Aproximei-me da porta, ouvi um alarido do lado de lá. Discutiam. 
Como é possível? Avisam-nos para vir aqui para a vacinação e a morada está errada? Quem é que acredita nisso. 
Eu não. 
Nem eu. 
Eu ouvia muito distintamente aquela multidão na escada, espreitei pelo buraco da fechadura, calculei que estaria congestionada até à entrada do prédio; tentar atravessar em sentido oposto aquela multidão embriagada pela oportunidade de uma injecção que os livrasse da peste seria um suicídio. Fui novamente até à janela, e a rua convidou-me; não tinha alternativa, ou saltava e talvez me salvasse para encontrar a minha Mary ou ficava ali a morrer de desespero se os aerossóis não me dessem o golpe de misericórdia. 
Olhei, mais uma vez para a rua; havia lá em baixo uma vegetação rasteira que as chuvas de inverno tinham feito crescer o suficiente para, talvez, me proporcionarem o milagre de um colchão de amortecimento da aterragem. 
Acreditando nesse milagre, lancei-me do peitoril da janela, os pés voltados para o solo; 
Oh! azar dos azares!, ocorreu-me a meio da queda a dúvida de ter ou não ter fechado a porta e retirado a chave. 
Acontece-me frequentemente: Mary! 
Diz! 
Recordas-te se eu terei fechado a porta e tirado a chave? 
Na dúvida, fiz a pressão possível para inverter a queda, e acreditem, fui bem sucedido; como vinha de costas, passei o parapeito da janela com um salto à Dick Fosbury! E caí em cima de uma multidão que, entretanto, se apinhara na minha sala. 

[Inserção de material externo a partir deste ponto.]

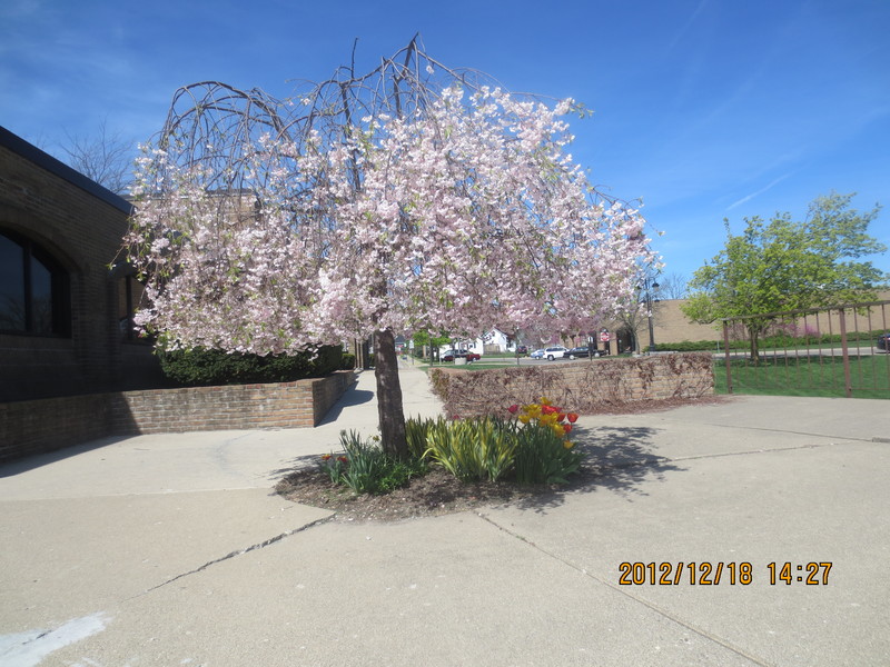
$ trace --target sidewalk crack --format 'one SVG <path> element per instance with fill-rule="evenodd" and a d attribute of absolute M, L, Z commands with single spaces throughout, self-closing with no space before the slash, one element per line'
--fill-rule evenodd
<path fill-rule="evenodd" d="M 236 556 L 243 556 L 244 554 L 248 554 L 250 551 L 255 551 L 257 549 L 263 549 L 265 547 L 268 547 L 269 545 L 274 545 L 275 542 L 281 541 L 286 537 L 290 537 L 291 535 L 296 535 L 297 532 L 303 532 L 304 530 L 308 530 L 309 528 L 314 528 L 316 526 L 320 526 L 322 524 L 326 524 L 327 521 L 332 520 L 336 516 L 337 516 L 336 514 L 332 514 L 330 516 L 323 517 L 320 519 L 316 519 L 315 521 L 310 521 L 310 522 L 306 524 L 305 526 L 300 526 L 299 528 L 295 528 L 294 530 L 286 530 L 285 532 L 281 532 L 280 535 L 276 535 L 275 537 L 270 537 L 269 539 L 264 540 L 261 542 L 258 542 L 258 544 L 255 544 L 255 545 L 250 545 L 249 547 L 245 547 L 244 549 L 238 549 L 236 551 L 231 551 L 230 554 L 226 554 L 225 556 L 221 556 L 221 557 L 216 558 L 214 560 L 208 560 L 207 563 L 205 563 L 200 567 L 197 567 L 197 568 L 195 568 L 192 570 L 189 570 L 187 573 L 182 573 L 181 575 L 177 575 L 172 579 L 167 579 L 166 581 L 162 581 L 161 584 L 158 584 L 157 586 L 152 586 L 151 588 L 148 588 L 147 590 L 145 590 L 145 591 L 138 594 L 138 595 L 135 595 L 135 596 L 132 596 L 132 598 L 129 598 L 129 599 L 135 599 L 137 597 L 141 597 L 144 595 L 147 595 L 147 594 L 149 594 L 149 593 L 151 593 L 154 590 L 157 590 L 158 588 L 162 588 L 162 587 L 167 586 L 168 584 L 172 584 L 174 581 L 178 581 L 179 579 L 182 579 L 184 577 L 190 577 L 191 575 L 197 575 L 198 573 L 201 573 L 201 571 L 206 570 L 207 568 L 209 568 L 210 566 L 217 565 L 218 563 L 222 563 L 225 560 L 229 560 L 230 558 L 235 558 Z"/>

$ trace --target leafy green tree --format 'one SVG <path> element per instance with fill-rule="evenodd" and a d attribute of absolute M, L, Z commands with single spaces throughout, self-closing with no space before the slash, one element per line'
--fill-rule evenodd
<path fill-rule="evenodd" d="M 745 320 L 756 360 L 758 339 L 773 313 L 877 298 L 887 276 L 858 259 L 887 250 L 867 233 L 880 207 L 860 213 L 850 207 L 853 196 L 818 197 L 802 222 L 790 213 L 769 222 L 745 218 L 739 236 L 724 220 L 726 245 L 693 273 L 683 313 L 701 323 L 760 316 Z"/>

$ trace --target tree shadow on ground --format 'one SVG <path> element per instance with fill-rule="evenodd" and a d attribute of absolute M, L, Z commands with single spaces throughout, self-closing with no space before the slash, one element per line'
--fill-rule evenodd
<path fill-rule="evenodd" d="M 374 391 L 368 391 L 367 389 L 356 389 L 352 388 L 348 391 L 345 391 L 344 395 L 339 398 L 337 402 L 335 402 L 332 408 L 327 411 L 324 419 L 316 424 L 318 426 L 325 426 L 327 424 L 334 424 L 339 419 L 340 414 L 346 409 L 354 406 L 360 406 L 363 404 L 369 402 L 374 400 Z"/>
<path fill-rule="evenodd" d="M 646 496 L 644 485 L 663 481 L 668 472 L 682 472 L 671 459 L 655 451 L 657 429 L 642 427 L 599 427 L 573 431 L 576 447 L 585 457 L 577 474 L 564 486 L 520 499 L 516 507 L 546 514 L 560 507 L 568 495 L 607 489 L 633 501 Z"/>

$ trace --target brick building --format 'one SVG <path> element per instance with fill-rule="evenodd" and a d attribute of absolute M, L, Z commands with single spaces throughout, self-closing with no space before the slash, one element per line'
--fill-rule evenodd
<path fill-rule="evenodd" d="M 157 386 L 111 271 L 130 203 L 0 127 L 0 402 Z"/>

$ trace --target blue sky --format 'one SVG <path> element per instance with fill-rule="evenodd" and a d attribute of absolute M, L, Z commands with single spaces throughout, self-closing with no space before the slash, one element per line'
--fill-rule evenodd
<path fill-rule="evenodd" d="M 419 32 L 434 58 L 505 88 L 573 97 L 573 155 L 641 198 L 685 276 L 723 219 L 858 192 L 890 206 L 890 0 L 3 0 L 0 125 L 61 157 L 68 136 L 147 140 L 179 86 L 216 79 L 276 97 L 349 59 L 370 69 Z M 890 210 L 871 233 L 890 246 Z M 871 258 L 890 271 L 890 255 Z"/>

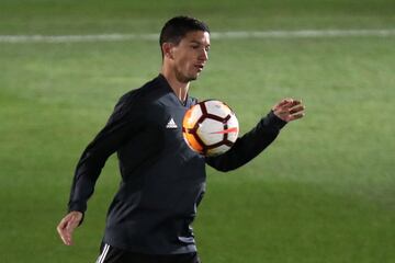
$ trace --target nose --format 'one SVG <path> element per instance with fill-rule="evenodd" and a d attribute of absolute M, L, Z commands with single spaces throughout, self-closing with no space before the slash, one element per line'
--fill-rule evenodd
<path fill-rule="evenodd" d="M 202 61 L 207 61 L 208 60 L 208 52 L 206 49 L 202 49 L 199 59 Z"/>

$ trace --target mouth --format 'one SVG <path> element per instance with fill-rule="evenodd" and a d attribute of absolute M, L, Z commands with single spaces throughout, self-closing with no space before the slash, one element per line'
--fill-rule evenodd
<path fill-rule="evenodd" d="M 203 64 L 196 64 L 194 67 L 198 69 L 198 72 L 201 72 L 203 70 L 203 68 L 204 68 L 204 65 Z"/>

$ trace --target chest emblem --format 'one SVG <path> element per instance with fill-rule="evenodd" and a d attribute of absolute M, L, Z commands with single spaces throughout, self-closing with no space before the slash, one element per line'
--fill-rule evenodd
<path fill-rule="evenodd" d="M 170 118 L 170 121 L 168 122 L 168 124 L 166 125 L 166 128 L 178 128 L 176 122 L 173 118 Z"/>

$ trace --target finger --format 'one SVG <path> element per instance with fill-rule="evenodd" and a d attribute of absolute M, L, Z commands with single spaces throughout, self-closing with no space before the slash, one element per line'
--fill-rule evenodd
<path fill-rule="evenodd" d="M 300 119 L 302 117 L 304 117 L 305 113 L 297 113 L 297 114 L 294 114 L 290 117 L 290 122 L 291 121 L 295 121 L 295 119 Z"/>
<path fill-rule="evenodd" d="M 293 100 L 291 98 L 286 98 L 286 99 L 282 100 L 280 103 L 278 103 L 274 107 L 282 107 L 287 104 L 292 104 L 292 102 L 293 102 Z"/>
<path fill-rule="evenodd" d="M 57 227 L 57 231 L 63 242 L 67 245 L 71 244 L 71 233 L 74 228 L 70 227 L 72 218 L 65 217 Z"/>
<path fill-rule="evenodd" d="M 295 113 L 298 113 L 298 112 L 302 112 L 305 110 L 305 106 L 304 105 L 297 105 L 297 106 L 293 106 L 291 110 L 290 110 L 290 114 L 295 114 Z"/>
<path fill-rule="evenodd" d="M 293 100 L 293 102 L 292 102 L 292 106 L 296 106 L 296 105 L 300 105 L 300 104 L 302 104 L 301 100 Z"/>

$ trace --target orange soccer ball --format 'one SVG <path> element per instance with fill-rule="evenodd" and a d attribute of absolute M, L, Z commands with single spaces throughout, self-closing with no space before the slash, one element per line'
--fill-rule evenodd
<path fill-rule="evenodd" d="M 216 156 L 229 150 L 239 133 L 235 113 L 216 100 L 200 102 L 187 111 L 182 134 L 189 147 L 204 156 Z"/>

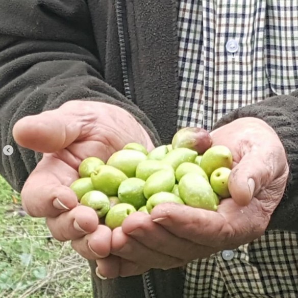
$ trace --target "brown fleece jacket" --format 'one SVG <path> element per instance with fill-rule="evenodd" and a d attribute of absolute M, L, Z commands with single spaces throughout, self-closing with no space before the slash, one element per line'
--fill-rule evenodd
<path fill-rule="evenodd" d="M 0 140 L 11 145 L 0 173 L 20 191 L 40 155 L 18 146 L 20 118 L 72 100 L 129 111 L 156 144 L 176 131 L 178 99 L 176 1 L 8 0 L 0 4 Z M 247 116 L 263 119 L 281 138 L 291 175 L 269 228 L 298 232 L 297 93 L 234 111 L 217 126 Z M 149 297 L 142 276 L 101 281 L 90 262 L 95 297 Z M 180 268 L 151 270 L 157 298 L 181 298 Z M 144 280 L 145 278 L 144 277 Z"/>

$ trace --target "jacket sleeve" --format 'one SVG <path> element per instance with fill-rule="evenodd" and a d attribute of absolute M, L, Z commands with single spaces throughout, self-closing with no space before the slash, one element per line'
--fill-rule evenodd
<path fill-rule="evenodd" d="M 105 41 L 103 41 L 105 42 Z M 159 141 L 145 115 L 106 84 L 85 0 L 9 0 L 0 4 L 0 173 L 20 191 L 40 155 L 17 145 L 12 130 L 29 115 L 72 100 L 97 101 L 130 112 Z"/>
<path fill-rule="evenodd" d="M 235 110 L 224 116 L 217 128 L 243 117 L 265 121 L 278 135 L 287 154 L 290 173 L 284 196 L 274 212 L 268 230 L 298 232 L 298 90 Z"/>

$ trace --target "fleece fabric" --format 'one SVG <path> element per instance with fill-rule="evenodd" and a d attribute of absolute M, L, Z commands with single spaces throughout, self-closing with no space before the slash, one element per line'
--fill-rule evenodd
<path fill-rule="evenodd" d="M 2 155 L 0 173 L 15 189 L 20 191 L 41 155 L 15 143 L 14 125 L 69 101 L 121 107 L 156 145 L 170 140 L 177 129 L 178 100 L 176 9 L 174 0 L 1 2 L 0 141 L 2 147 L 11 145 L 15 152 Z M 128 82 L 123 79 L 127 74 Z M 217 125 L 252 116 L 276 130 L 291 173 L 268 228 L 297 232 L 297 96 L 268 98 L 233 111 Z M 144 277 L 102 281 L 95 275 L 94 262 L 90 264 L 94 297 L 150 297 Z M 182 296 L 182 268 L 154 269 L 149 275 L 156 297 Z"/>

A verem um  fantasma, só poderia ter-lhes parecido um fantasma, a entrar do céu pela janela, e ainda por cima de costas, fugiram aterrorizados, ficou a sala vazia em três tempos.
Mary! Mary! Mary! 
O que é que se passa Arnold? 
Temos Voltaren cá em casa? 
Caíste? Onde é que caíste? 
Depois explico-te; agora preciso que me ponhas Voltaren nas costas e me deixes dormir mais um pouco.